Furthermore, all our countries have signed onto a multiplicity of global commitments with explicit obligations to ensure that citizens have a legal right to access information held by public entities – albeit with a narrow selection of widely-acceptable exceptions.

I can cite several such commitments under the thematic banners of Open Government, Maximum Disclosure, and other undertakings related to satisfaction of the requirements of what is described as “the public interest.”

When the Sustainable Development Goals (SDGs) were being negotiated, for instance, media development groups all lobbied vociferously for the assurance that public access to information should form part of this global thrust to pursue a developmental paradigm that was sustainable. Such an aspiration is now found in Target 16.10 of the SDGs.

There is also the hemispheric Escazu Agreement on Access to Information, Public Participation and Justice in Environmental Matters in Latin America and the Caribbean. (As far as I am aware and from the available literature, T&T, Barbados, The Bahamas, and Suriname are not signatories to/have not ratified this.)

Among the several uses of this resource is an ability to acquaint journalists and other citizens with the information they require to make sense of public affairs. Last week we advised regional journalists that their investigations need not stop at the point where a public official says “no” to you - the norm in too many instances.

The MIC had established a regional “ATI Help Desk” to assist in taking difficult cases several steps further. But even if such a mechanism did not exist, the existence of an ATI/FOI law in Caribbean countries provides a theoretical avenue for access.

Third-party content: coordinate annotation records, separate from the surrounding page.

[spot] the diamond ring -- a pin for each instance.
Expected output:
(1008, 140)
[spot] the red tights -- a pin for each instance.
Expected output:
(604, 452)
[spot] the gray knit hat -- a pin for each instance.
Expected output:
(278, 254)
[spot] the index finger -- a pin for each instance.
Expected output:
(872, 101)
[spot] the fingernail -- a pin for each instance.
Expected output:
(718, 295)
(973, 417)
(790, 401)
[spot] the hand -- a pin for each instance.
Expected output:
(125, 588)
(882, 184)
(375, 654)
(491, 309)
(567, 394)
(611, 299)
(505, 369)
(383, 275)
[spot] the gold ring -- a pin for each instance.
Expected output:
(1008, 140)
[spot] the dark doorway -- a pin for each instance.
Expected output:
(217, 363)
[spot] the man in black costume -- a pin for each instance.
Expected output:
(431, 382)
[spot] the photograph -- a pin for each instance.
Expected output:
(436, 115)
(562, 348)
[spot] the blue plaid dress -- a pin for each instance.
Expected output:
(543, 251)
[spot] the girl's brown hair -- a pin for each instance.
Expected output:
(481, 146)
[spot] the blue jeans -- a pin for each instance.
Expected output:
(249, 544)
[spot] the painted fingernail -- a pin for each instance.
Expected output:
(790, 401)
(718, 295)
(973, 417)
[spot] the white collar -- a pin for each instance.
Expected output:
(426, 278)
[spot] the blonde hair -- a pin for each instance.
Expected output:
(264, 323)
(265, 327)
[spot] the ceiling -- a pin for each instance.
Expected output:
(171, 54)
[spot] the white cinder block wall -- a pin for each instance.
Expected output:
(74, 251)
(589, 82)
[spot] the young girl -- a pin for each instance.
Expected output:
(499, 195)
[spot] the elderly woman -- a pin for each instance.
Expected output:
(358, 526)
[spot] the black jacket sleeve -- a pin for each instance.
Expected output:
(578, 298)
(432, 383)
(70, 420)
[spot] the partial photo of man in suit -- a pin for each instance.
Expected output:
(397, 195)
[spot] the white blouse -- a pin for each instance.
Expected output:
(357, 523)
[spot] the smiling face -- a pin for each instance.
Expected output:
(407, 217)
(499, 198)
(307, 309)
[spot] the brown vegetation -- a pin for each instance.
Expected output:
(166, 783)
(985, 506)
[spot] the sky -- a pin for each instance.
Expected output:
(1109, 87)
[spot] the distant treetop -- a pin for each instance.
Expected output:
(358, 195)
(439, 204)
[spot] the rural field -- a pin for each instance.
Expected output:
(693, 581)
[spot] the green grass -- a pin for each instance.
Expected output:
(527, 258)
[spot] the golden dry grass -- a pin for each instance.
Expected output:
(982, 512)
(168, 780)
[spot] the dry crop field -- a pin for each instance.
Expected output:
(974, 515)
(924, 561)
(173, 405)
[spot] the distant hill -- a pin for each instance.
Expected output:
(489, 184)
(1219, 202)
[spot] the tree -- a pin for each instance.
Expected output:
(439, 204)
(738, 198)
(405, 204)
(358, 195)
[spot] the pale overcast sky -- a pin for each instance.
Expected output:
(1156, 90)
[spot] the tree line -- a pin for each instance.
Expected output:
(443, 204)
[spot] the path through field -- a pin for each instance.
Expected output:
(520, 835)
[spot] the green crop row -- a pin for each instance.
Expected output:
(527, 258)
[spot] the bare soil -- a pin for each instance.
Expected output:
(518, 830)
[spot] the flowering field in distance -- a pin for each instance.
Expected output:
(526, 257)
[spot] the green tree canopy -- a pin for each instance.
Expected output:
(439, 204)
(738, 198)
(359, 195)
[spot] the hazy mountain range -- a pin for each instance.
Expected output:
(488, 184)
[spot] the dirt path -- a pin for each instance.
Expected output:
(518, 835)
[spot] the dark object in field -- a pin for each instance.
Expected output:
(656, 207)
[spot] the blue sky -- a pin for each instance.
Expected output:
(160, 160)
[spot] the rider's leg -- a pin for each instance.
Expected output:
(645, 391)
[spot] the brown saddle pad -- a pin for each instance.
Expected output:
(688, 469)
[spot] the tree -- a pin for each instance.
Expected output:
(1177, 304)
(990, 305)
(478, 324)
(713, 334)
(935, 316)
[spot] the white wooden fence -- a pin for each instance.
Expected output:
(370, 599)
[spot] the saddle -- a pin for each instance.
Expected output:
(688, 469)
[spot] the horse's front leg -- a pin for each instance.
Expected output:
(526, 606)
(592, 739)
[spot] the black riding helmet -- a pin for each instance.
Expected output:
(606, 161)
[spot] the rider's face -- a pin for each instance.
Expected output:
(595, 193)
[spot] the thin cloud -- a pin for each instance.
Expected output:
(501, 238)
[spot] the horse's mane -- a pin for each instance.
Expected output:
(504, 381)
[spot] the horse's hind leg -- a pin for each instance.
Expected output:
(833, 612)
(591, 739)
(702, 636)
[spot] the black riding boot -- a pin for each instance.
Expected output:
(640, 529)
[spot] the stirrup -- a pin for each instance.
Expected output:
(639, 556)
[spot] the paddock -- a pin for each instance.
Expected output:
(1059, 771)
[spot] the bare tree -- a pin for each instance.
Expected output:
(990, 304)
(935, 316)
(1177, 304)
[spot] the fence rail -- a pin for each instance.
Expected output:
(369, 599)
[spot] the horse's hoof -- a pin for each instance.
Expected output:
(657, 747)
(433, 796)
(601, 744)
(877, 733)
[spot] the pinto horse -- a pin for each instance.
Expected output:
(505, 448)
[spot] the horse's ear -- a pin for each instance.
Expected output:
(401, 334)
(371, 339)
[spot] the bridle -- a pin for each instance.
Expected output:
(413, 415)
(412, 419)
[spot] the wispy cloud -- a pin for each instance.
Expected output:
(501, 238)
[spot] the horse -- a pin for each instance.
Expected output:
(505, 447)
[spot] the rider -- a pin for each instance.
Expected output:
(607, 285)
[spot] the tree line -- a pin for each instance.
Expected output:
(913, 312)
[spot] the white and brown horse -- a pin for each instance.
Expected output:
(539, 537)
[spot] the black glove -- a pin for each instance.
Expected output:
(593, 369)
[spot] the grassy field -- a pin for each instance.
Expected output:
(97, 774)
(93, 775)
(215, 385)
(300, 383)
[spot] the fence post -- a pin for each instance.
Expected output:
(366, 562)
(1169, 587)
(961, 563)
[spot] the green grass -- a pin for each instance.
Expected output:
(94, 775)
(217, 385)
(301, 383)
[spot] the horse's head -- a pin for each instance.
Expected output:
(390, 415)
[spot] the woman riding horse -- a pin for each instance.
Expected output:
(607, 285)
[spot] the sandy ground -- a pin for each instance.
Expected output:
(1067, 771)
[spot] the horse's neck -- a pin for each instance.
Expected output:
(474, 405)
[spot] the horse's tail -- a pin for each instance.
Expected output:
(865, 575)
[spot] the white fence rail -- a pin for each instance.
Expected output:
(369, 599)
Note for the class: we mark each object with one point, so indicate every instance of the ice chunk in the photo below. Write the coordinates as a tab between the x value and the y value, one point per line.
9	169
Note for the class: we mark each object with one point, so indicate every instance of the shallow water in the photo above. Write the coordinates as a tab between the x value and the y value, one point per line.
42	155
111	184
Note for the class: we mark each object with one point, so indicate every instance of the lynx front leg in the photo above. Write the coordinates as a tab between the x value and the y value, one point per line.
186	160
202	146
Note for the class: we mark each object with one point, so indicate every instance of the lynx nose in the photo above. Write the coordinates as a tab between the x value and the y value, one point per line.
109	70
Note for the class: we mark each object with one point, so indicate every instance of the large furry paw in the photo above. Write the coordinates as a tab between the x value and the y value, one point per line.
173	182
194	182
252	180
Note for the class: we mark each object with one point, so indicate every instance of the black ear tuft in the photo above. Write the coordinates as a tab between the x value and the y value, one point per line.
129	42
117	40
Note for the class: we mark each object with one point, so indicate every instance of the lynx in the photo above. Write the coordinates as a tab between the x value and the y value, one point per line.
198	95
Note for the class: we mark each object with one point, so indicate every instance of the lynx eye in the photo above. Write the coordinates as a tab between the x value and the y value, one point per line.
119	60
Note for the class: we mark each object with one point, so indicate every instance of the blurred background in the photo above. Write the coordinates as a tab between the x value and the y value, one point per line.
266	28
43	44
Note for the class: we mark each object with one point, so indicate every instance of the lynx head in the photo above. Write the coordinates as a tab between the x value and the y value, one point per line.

Both the UNESCO focus on “the environmental crisis” – and there are those who do not agree that we confront a profoundly serious “crisis” – and the MIC study establish key linkages between media and civil society performance and the capacity of people to intervene meaningfully in their present and future.

UNESCO expressed the challenge by declaring the concept of sustainable development “in jeopardy”, meaning that “the triple planetary crisis—climate change, biodiversity loss, and air pollution - along with their connections to public health issues, the need to strengthen democracy, to tackle dis-/misinformation on digital platforms, among other issues have become major challenges for humanity.”

I am not sure whether all of last week’s Caribbean celebrants understood the gravity of such a declaration by the world body. On the evidence, UNESCO has not engaged in alarmist hyperbole. Neither has the MIC overstated the case for greater openness in the management of officially held information.

In both instances, these ambitions confront a pervasive culture of secrecy; the right to know being a chronic omission in the practice of governance.

Take a close look at the issues occupying the news agendas of the region and tell me in which instance has the absence of open governance not been at the root of numerous current crises.

UNESCO’s admonition and the MIC work programme could not possibly have been more on target.